Een tweede verfijning. De vele, begrijpelijke emotionele reacties tegen de brief doen wat vergeten dat de schrijvers van de brief erkennen dat psychisch lijden bijzonder zwaar kan zijn. Zij zijn immers veelal zelf therapeuten. Hun punt is dat de onomkeerbaarheid van dat psychisch lijden overschat kan worden. Een van de ondertekenaars, psychiater Stefan Claes, betoogt in de British Medical Journal BMJ dat bijvoorbeeld borderline persoonlijkheidsstoornissen in een studie in ongeveer de helft van de gevallen na twee jaar voorbijgaand bleken te zijn (Grilo e.a. 2004; Skodol e.a. 2005). In een andere studie bleek de stoornis zelfs in 85% van de gevallen na tien jaar verdwenen (Zanarini et al. 2011). Dat maant tot grote voorzichtigheid, maar we moeten ook erkennen dat een aantal ernstige psychiatrische aandoeningen onomkeerbaar zijn.

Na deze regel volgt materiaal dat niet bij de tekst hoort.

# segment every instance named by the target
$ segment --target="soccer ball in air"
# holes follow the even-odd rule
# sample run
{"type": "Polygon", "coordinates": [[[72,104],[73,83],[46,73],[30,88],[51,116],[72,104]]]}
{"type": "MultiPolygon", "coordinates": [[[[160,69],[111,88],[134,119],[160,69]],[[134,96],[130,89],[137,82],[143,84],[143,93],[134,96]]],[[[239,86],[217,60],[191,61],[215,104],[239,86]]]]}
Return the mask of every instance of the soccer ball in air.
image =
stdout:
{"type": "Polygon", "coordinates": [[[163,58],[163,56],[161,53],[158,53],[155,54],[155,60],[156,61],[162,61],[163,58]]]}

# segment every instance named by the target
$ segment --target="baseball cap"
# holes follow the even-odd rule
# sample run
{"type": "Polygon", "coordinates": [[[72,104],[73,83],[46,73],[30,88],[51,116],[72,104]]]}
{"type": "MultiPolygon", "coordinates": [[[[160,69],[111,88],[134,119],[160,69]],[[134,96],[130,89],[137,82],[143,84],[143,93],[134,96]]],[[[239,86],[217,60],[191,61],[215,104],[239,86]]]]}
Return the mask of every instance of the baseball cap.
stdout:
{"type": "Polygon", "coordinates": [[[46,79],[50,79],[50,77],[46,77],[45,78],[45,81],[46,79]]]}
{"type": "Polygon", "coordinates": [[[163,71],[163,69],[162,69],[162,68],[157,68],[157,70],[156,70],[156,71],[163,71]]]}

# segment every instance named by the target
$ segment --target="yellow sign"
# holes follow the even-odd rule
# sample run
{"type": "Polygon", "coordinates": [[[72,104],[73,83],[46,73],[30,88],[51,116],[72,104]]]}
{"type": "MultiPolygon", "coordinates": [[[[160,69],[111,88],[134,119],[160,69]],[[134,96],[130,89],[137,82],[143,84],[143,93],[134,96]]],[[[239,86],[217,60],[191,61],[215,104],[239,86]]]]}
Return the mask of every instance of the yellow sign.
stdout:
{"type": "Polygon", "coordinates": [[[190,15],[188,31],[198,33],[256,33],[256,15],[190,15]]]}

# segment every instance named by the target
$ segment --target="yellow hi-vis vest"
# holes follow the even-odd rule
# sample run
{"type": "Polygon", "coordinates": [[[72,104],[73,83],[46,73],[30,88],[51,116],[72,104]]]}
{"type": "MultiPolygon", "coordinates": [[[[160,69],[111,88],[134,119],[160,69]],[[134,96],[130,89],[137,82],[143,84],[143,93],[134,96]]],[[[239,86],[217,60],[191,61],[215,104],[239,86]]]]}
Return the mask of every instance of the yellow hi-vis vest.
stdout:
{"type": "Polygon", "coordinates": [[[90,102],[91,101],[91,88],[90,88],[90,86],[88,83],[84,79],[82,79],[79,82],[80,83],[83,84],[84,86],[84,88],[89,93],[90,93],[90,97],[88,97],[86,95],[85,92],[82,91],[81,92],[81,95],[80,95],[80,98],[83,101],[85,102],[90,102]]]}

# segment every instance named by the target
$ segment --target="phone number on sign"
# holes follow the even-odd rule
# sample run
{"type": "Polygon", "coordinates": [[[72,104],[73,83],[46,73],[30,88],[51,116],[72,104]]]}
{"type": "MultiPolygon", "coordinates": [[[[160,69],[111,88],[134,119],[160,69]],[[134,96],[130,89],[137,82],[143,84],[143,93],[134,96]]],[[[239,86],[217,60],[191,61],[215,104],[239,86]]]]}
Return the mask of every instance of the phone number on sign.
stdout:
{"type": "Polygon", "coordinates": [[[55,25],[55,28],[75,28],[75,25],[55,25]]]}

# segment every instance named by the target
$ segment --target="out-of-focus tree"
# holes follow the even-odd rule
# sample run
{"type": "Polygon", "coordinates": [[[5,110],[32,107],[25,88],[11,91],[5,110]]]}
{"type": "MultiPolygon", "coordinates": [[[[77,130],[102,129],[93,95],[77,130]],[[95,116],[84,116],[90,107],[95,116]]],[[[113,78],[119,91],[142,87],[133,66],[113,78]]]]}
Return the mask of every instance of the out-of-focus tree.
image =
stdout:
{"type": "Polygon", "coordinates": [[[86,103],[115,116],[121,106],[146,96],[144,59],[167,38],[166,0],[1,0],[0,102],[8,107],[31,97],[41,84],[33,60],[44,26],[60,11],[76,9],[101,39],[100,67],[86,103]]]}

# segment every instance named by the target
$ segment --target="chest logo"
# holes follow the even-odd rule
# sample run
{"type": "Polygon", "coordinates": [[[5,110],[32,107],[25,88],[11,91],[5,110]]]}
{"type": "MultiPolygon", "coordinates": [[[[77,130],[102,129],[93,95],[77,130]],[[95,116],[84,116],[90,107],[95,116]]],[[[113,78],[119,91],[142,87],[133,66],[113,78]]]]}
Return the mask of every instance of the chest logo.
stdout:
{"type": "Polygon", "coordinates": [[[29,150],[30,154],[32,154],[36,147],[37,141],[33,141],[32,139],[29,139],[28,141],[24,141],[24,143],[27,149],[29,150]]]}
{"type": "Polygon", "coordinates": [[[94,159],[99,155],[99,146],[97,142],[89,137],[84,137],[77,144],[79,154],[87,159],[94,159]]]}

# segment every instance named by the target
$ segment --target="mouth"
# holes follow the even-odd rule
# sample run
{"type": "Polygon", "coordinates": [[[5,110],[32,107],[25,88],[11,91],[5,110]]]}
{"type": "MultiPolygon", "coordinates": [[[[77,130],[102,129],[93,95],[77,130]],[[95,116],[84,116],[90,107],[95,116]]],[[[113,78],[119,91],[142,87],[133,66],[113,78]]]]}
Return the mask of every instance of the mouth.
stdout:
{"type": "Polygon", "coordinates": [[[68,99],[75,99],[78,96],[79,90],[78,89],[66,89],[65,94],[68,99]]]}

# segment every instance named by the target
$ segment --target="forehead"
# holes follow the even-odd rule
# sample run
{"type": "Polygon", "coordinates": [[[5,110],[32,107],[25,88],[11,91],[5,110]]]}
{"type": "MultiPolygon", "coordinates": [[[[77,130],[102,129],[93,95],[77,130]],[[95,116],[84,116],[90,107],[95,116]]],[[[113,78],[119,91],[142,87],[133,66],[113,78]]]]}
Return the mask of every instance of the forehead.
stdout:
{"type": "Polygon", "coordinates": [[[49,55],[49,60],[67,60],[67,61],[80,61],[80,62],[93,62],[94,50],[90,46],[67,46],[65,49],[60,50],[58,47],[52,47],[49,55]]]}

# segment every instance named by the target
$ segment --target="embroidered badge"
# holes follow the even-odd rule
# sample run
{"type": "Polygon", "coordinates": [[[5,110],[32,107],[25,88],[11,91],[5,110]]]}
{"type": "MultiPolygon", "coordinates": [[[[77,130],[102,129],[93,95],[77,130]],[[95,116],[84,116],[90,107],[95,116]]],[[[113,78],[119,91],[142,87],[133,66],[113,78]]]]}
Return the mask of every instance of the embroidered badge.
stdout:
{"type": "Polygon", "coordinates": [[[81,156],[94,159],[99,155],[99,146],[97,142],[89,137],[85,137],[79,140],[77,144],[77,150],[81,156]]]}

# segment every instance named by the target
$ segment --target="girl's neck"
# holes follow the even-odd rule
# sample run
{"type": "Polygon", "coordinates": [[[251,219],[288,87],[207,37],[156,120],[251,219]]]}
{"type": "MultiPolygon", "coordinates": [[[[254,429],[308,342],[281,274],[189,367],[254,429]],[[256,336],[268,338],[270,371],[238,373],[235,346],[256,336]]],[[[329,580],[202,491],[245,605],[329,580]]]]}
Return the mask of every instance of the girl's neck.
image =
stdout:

Ten derde. Een medisch geassisteerde zelfdoding na een lang onderscheidingsproces lijkt humaner dan een eenzame, eventueel gruwelijke zelfdoding. Maar ook deze gedachte die in de discussie sterk naar voor komt, vraagt om verfijning en nuance.
Uit Lieve Thienpont's boek over euthanasie bij psychisch lijden 'Libera me' begrijp ik dat de mogelijkheid van medisch geassisteerde zelfdoding of euthanasie terug levensruimte kan openen. De erkenning van de onleefbaarheid tot en met de mogelijkheid van een niet eenzame exit, schept paradoxalerwijze levensruimte. Het is een vorm van out of the box denken waarbij juist het denken 'buiten de box van het leven' ons helpt om de verbinding met het leven terug te vinden. Dat lijkt plausibel.
Tegelijk heeft een bedenking van Ariane Bazan in een vroeger schrijven me aan het denken gezet: de mogelijkheid van euthanasie zal mensen die kiezen voor een 'gruwelijke' zelfdoding (onder een trein, uit een raam springen, toxisch product drinken) niet noodzakelijk tegenhouden. Het gewelddadige van hun daad maakt immers juist een essentieel deel uit van de boodschap van hun zelfdoding. Maar andere psychisch zieken worden juist afgeschrikt door dat gewelddadige karakter. Bij hen doet de concrete mogelijkheid van medisch geassisteerd sterven de drempel tot zelfdoding juist zakken. Willen we dat?
Tenslotte: ik denk dat de praktijk van begeleiding van personen met 'ondraaglijk psychisch lijden' in elk geval leert dat een periode van één maand tussen het schriftelijk verzoek en een eventuele uitvoering lichtzinnig kort is bij deze personen, indien als zodanig toegepast. Een verlenging van deze periode bij (niet-terminale) psychiatrische patiënten tot bijvoorbeeld zes maanden zou ik een verfijning van onze euthanasiewet noemen.